澪標 ―みおつくし―

色もいろいろ

澤井 貞子
大阪府眼科医会理事
医療法人沢井眼科院長
2021年3月22日

 私は眼科医なので、日々、患者さんから見え方に関する相談を聞いています。かすむ、見えない、ボヤっとするなどですが、色が分からないという訴えはあまりありません。もちろん、色が分からなくなるという病気もまれにあるのですが、色覚に関しては、生まれつき色の見え方が多くの人と少し違う人がいます。

 医学的に「先天色覚異常」と言い、以前、色盲と言われましたが、決して白黒の世界ではなく、また視力に異常もありません。ただ多くの人と色の感覚が違う色覚特性を持つため、色を混同したり誤認したりします。見分けにくい組み合わせは、程度やタイプの差もありますが、赤と緑、だいだい色と黄緑、茶色と緑、緑と灰色と黒、ピンクと灰色、青と紫、赤と茶色と黒、ピンクと水色などです。

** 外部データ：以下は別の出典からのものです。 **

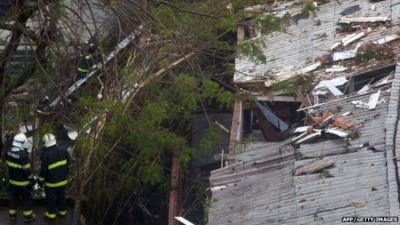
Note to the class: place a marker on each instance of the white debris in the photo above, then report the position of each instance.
(373, 100)
(301, 129)
(299, 137)
(334, 46)
(386, 39)
(355, 36)
(320, 92)
(183, 220)
(310, 137)
(360, 104)
(337, 132)
(363, 89)
(348, 20)
(24, 128)
(334, 82)
(337, 56)
(331, 85)
(384, 81)
(309, 68)
(348, 113)
(336, 68)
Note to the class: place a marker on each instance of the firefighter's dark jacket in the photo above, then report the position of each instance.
(19, 167)
(54, 166)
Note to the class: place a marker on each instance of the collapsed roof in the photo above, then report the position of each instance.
(344, 161)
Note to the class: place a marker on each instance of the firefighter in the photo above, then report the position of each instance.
(53, 176)
(20, 179)
(87, 61)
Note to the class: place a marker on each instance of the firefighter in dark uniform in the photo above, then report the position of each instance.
(87, 61)
(20, 179)
(53, 176)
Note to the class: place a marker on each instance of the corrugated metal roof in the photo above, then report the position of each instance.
(305, 41)
(261, 188)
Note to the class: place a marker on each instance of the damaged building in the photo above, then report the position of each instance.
(327, 147)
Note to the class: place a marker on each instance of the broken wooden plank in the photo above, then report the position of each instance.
(314, 167)
(310, 137)
(342, 123)
(338, 56)
(336, 132)
(355, 36)
(237, 125)
(271, 117)
(336, 68)
(386, 39)
(279, 98)
(376, 19)
(373, 100)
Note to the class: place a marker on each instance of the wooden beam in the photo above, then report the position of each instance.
(237, 126)
(174, 194)
(278, 98)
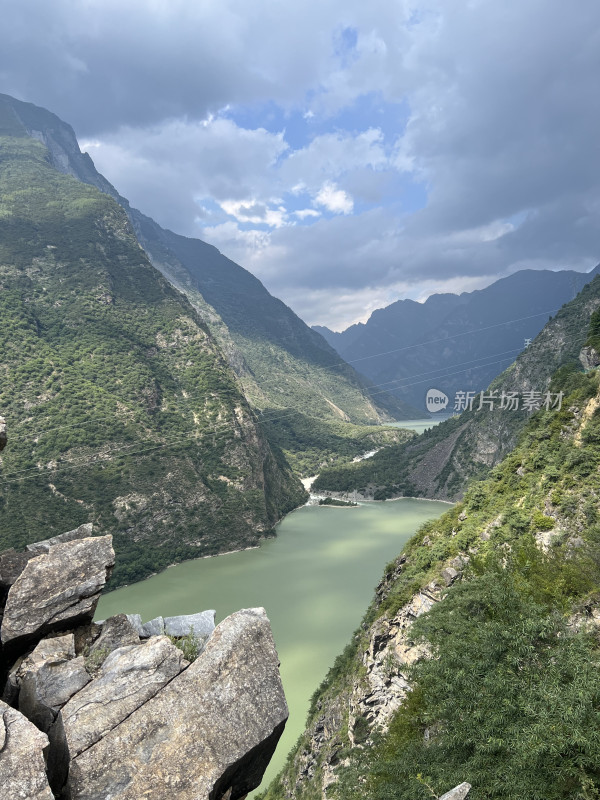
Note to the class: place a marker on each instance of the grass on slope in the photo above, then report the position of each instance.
(121, 410)
(510, 701)
(310, 444)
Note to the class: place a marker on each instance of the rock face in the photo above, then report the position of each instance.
(82, 532)
(458, 793)
(212, 730)
(92, 711)
(57, 590)
(589, 358)
(22, 768)
(127, 679)
(48, 678)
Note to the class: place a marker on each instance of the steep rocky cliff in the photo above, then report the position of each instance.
(504, 592)
(127, 413)
(281, 362)
(441, 463)
(456, 342)
(116, 710)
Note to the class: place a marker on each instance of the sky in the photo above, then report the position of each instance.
(349, 154)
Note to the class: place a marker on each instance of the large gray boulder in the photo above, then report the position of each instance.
(201, 624)
(48, 678)
(210, 732)
(458, 793)
(155, 627)
(116, 632)
(82, 532)
(22, 768)
(127, 679)
(57, 590)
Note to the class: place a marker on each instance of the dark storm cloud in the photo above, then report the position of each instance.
(104, 64)
(498, 167)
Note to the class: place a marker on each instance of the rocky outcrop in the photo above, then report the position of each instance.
(210, 732)
(22, 768)
(92, 711)
(458, 793)
(589, 358)
(82, 532)
(56, 590)
(48, 678)
(127, 679)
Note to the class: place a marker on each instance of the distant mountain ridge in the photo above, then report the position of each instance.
(121, 407)
(455, 342)
(279, 359)
(443, 461)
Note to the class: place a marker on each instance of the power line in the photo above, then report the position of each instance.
(100, 459)
(363, 358)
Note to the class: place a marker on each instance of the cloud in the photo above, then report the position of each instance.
(476, 153)
(334, 199)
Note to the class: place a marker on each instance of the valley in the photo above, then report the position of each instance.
(315, 580)
(237, 458)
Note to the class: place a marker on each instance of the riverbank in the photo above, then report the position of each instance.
(315, 579)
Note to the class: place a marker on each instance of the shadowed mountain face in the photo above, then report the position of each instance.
(441, 463)
(121, 407)
(455, 342)
(281, 362)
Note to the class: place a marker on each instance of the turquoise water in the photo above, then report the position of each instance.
(315, 579)
(418, 425)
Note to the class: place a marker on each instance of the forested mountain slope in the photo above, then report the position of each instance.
(442, 461)
(455, 342)
(478, 659)
(121, 407)
(280, 361)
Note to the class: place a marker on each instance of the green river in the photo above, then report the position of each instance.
(315, 579)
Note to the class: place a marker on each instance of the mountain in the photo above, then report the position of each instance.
(121, 406)
(455, 342)
(281, 363)
(475, 668)
(445, 459)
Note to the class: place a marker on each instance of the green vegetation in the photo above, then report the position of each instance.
(443, 461)
(509, 699)
(188, 645)
(93, 660)
(120, 407)
(309, 444)
(388, 473)
(593, 339)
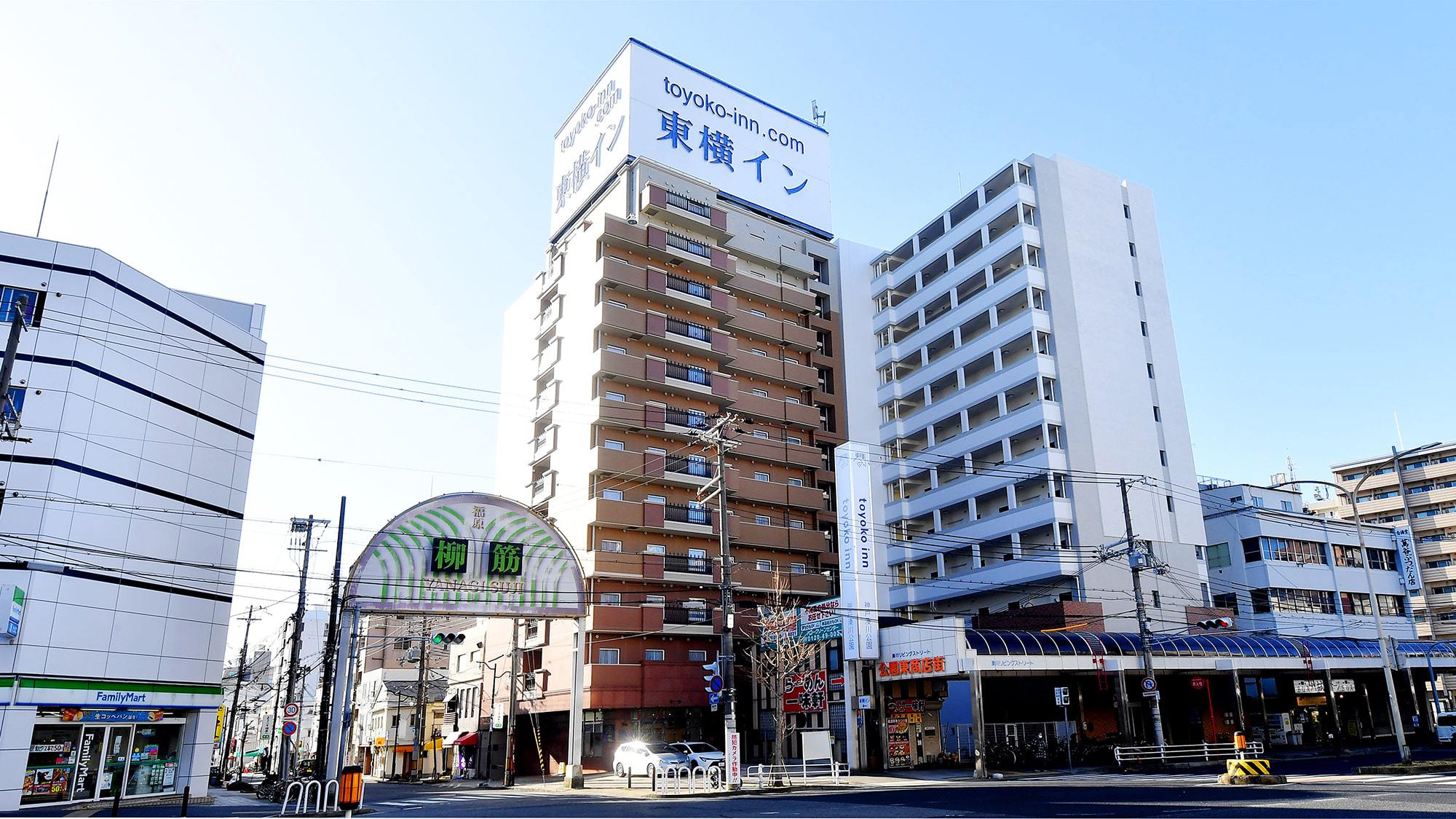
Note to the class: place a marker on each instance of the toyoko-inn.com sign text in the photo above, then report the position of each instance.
(652, 106)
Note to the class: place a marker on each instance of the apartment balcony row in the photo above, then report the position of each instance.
(669, 331)
(743, 486)
(684, 212)
(669, 376)
(669, 620)
(774, 292)
(769, 366)
(775, 331)
(663, 468)
(669, 248)
(994, 577)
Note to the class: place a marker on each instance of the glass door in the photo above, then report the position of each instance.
(116, 761)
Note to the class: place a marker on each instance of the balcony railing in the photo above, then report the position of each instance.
(692, 375)
(689, 330)
(687, 563)
(682, 513)
(688, 286)
(695, 467)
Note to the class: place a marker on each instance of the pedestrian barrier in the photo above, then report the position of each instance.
(1196, 752)
(767, 774)
(320, 791)
(1249, 767)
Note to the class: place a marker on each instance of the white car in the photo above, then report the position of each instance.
(646, 758)
(700, 753)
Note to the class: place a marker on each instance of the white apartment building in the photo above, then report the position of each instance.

 男性で20人に1人、女性で500人に1人程度、男性の割合でいうとクラス1組に1人の男子と結構な割合ですが、皆さんの周りにおられることに気付いているでしょうか。本来、他人がどう見えているかは、本人には分かりようがありません。ましてや、生まれつきの感覚異常なので、「他人は、どうも自分と違う色に見えている」と認識するのはかなり成長してからです。

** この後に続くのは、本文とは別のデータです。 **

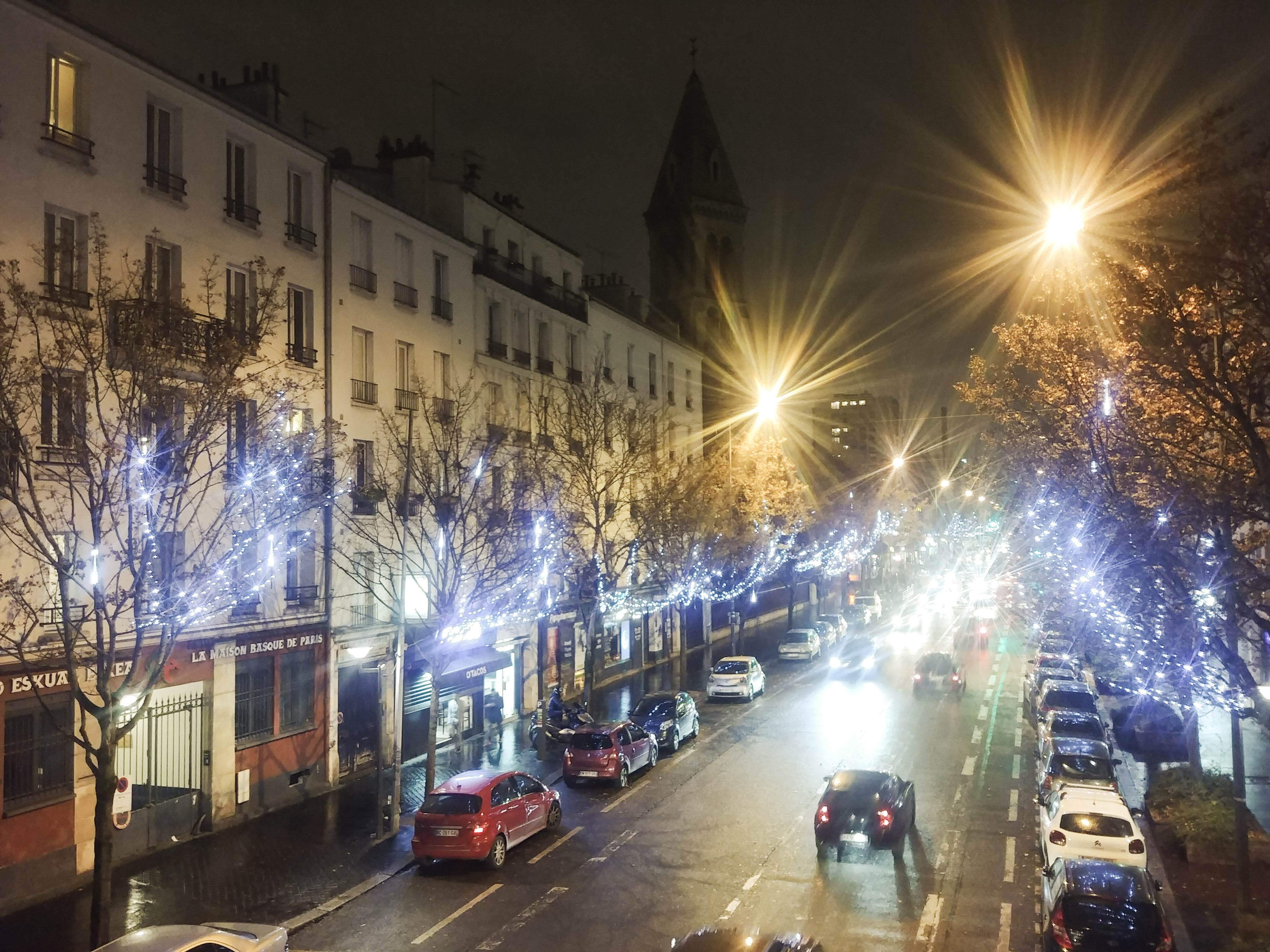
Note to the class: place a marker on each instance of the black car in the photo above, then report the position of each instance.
(855, 657)
(670, 716)
(864, 806)
(1095, 904)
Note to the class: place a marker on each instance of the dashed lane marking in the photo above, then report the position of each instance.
(525, 916)
(572, 833)
(455, 914)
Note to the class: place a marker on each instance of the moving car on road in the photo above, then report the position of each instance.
(740, 676)
(1095, 904)
(481, 815)
(938, 672)
(1090, 824)
(609, 752)
(865, 808)
(670, 716)
(799, 645)
(228, 937)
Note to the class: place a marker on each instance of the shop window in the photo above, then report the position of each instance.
(37, 752)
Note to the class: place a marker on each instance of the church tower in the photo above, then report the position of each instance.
(696, 223)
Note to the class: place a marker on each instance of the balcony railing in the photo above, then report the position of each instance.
(300, 353)
(406, 295)
(366, 393)
(64, 138)
(167, 182)
(64, 295)
(542, 289)
(238, 210)
(302, 235)
(362, 279)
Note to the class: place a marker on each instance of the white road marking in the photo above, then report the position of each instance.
(526, 914)
(455, 914)
(930, 921)
(575, 832)
(613, 847)
(1004, 935)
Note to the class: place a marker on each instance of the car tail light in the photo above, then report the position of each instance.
(1058, 929)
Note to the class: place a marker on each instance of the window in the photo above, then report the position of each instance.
(300, 327)
(295, 691)
(242, 440)
(67, 258)
(37, 751)
(239, 185)
(163, 155)
(253, 699)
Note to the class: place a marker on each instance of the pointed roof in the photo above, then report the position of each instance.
(695, 164)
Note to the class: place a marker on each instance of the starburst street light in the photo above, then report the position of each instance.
(1065, 224)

 色覚特性を持つ人には、色間違いや誤認をして、注意力散漫や理解不足と誤解されたりした経験から、何とか周りに気付かれないように工夫や気遣いをする人も多いと聞きます。

 色覚の検査は、色覚異常の方が判別困難な色を混ぜて表された文字(仮性同色表)が読めるかどうかでスクリーニング検査ができます。以前は、全国の小学4年時に全校生徒対象で検査していましたので、昭和生まれの人は覚えがあるでしょう。色覚異常は生まれつきの特性ですので、治癒も進行もしないですが、日常生活に支障はありません。それでも、学校・社会生活を送る上で、また将来の進路や仕事を決める時に、自分の色覚特性を認識しておくことは、自分を守るため、快適に過ごすためには大切なことだと思います。

 まだ社会の色のバリアフリーが不十分なため、戸惑われる場面も多いようです。例えば、充電完了ランプの色の変化、熟れたトマトと緑のトマト、緑の黒板の赤い文字、鉄道の路線図などの判別が難しいとされています。色覚の多様性に配慮された製品や情報が望まれます。お日様を茶色に塗って怒られる子も、リトマス紙の色の変化が分からず理科が嫌いになる子も作ってはなりません。偏見のない、社会全体の正しい理解も必要です。

 4月には、新入学や新社会人として新しい環境に身を置く方も多いです。期待と不安の中に、人知れず色に関する不安を持つ方もいることを知っていただければと思います。友人と焼き肉を食べに行くと、肉が焼けたか生かの区別がつきにくくて手が出せず、肉の焼き始めの順番を覚えておき、人が取り上げた後に続いて取るようにしているという話を聞きました。そんな時、「これ焼けてるよ」と、すっと周りが教えてあげる、そんな優しい世の中であってほしいです。